I was a little too scattered when I was younger, but I'm better now. I can appreciate the NiFe approach to things. It isn't demanding, but it requires a little finesse that younger ENTPs are not always sensitive to. We need that tertiary Fe to be developed so we learn about not saying the first thing that pops into our heads and learning how to smooth over ruffled feathers. Once we learn to do that, we're really good for one another, I think. I just love trying to see things from perspectives other than my own and I want to learn how people like to be treated, so I put a lot of effort into that. Deep meaningful discussions don't happen without being aware of the needs of others, and despite the "E" in ENTP, we also need alone time, so that's not a huge issue for us. I think of all the extroverted types, ENTPs are probably the best at not judging others and giving them space when they need it. We do get distracted easily though.


----------



## Antiparticle (Jan 8, 2013)

Scoobyscoob said:


> Probably for the best to not work with someone who seems to hold you in contempt. lol Also, lets please stop this conversation about your former boss here.

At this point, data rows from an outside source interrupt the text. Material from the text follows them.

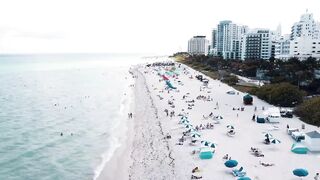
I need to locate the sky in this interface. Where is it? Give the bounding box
[0,0,320,54]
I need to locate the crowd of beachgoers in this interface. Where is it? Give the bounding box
[102,58,320,180]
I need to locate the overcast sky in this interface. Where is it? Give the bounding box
[0,0,320,54]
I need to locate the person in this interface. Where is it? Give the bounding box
[192,167,200,173]
[222,154,229,159]
[164,109,169,116]
[252,114,256,121]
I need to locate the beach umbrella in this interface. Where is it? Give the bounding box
[224,159,238,168]
[181,116,188,120]
[292,168,309,177]
[214,116,223,120]
[264,133,272,138]
[184,124,193,128]
[191,133,201,138]
[180,119,189,123]
[270,139,281,144]
[227,125,234,129]
[238,177,251,180]
[186,127,198,133]
[201,141,216,148]
[182,121,192,125]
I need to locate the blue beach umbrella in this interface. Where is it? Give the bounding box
[180,119,189,123]
[181,120,191,125]
[224,159,238,168]
[238,177,251,180]
[264,133,272,138]
[292,168,309,177]
[201,141,216,148]
[227,125,234,129]
[185,124,193,128]
[270,139,281,144]
[190,131,201,138]
[181,116,188,120]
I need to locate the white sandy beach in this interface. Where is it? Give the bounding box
[99,58,320,180]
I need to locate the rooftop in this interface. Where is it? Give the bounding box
[306,131,320,138]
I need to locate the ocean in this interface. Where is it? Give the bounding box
[0,54,145,180]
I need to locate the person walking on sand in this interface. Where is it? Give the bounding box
[164,109,169,116]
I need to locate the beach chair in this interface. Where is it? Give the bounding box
[232,166,247,177]
[232,166,247,177]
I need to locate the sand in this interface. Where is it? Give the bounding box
[100,58,320,180]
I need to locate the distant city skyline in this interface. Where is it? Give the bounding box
[0,0,320,54]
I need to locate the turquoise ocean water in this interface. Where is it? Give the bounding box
[0,54,143,180]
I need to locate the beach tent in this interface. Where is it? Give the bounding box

Yes, I also think it's best.


----------



## Scoobyscoob (Sep 4, 2016)

Antiparticle said:


> Yes, I also think it's best.


. 😉


----------



## Antiparticle (Jan 8, 2013)

Scoobyscoob said:


> It probably was for the best anyway, considering how much you seem to dislike the guy.


Btw I am surprised that no-one is mentioning it, especially among entjs, although this isn’t necessarily type related - maybe he likes me personally/ not professionally? As I understand your type has problems with separating this two aspects in life, so it could explain why it is so difficult to work with him (whereas many others think I am great 😛).


----------



## Antiparticle (Jan 8, 2013)

tanstaafl28 said:


> I was a little too scattered when I was younger, but I'm better now. I can appreciate the NiFe approach to things. It isn't demanding, but it requires a little finesse that younger ENTPs are not always sensitive to. We need that tertiary Fe to be developed so we learn about not saying the first thing that pops into our heads and learning how to smoothe over ruffled feathers. Once we learn to do that, we're really good for one another, I think. I just love trying to see things from perspectives other than my own and I want to learn how people like to be treated, so I put a lot of effort into that. Deep meaningful discussions don't happen without being aware of the needs of others, and despite the "E" in ENTP, we also need alone time, so that's not a huge issue for us. I think of all the extroverted types, ENTPs are probably the best at not judging others and giving them space when they need it. We do get distracted easily though.


I like all of these characteristics, one of my good friends is ENTP, always makes fun of me, and then leaves to do his own thing. We can discuss many of his “doomsday ideas”, like 2 partners in crime. This type is probably the closest to infj soulmates.


----------



## Scoobyscoob (Sep 4, 2016)

Antiparticle said:


> Btw I am surprised that no-one is mentioning it, especially among entjs, although this isn’t necessarily type related - maybe he likes me personally/ not professionally? As I understand your type has problems with separating this two aspects in life, so it could explain why it is so difficult to work with him (whereas many others think I am great 😛).


Sure that's possible, especially if the two of you are younger. If you want to ask more ENTJs, you'd be better off asking in the entj subforum instead of here though.


----------



## Antiparticle (Jan 8, 2013)

Scoobyscoob said:


> Sure that's possible, especially if the two of you are younger. If you want to ask more ENTJs, you'd be better off asking in the entj subforum instead of here though.


4 years difference. But the only real sign / indicator would be me not feeling being respected professionally, while I receive the personal support, about my career and plans etc., which is confusing.


----------



## Scoobyscoob (Sep 4, 2016)

Antiparticle said:


> 4 years difference. But the only real sign / indicator would be me not feeling being respected professionally, while I receive the personal support, about my career and plans etc., which is confusing.


Why don't you try asking him out then.


----------



## Antiparticle (Jan 8, 2013)

Scoobyscoob said:


> Why don't you try asking him out then.


So this actually means something? Personal advice and attention towards life goals etc.


----------



## Scoobyscoob (Sep 4, 2016)

Antiparticle said:


> So this actually means something? Personal advice and attention towards life goals etc.


I would think so yes. I can't imagine that someone would be trying to help you out personally if he didn't.


----------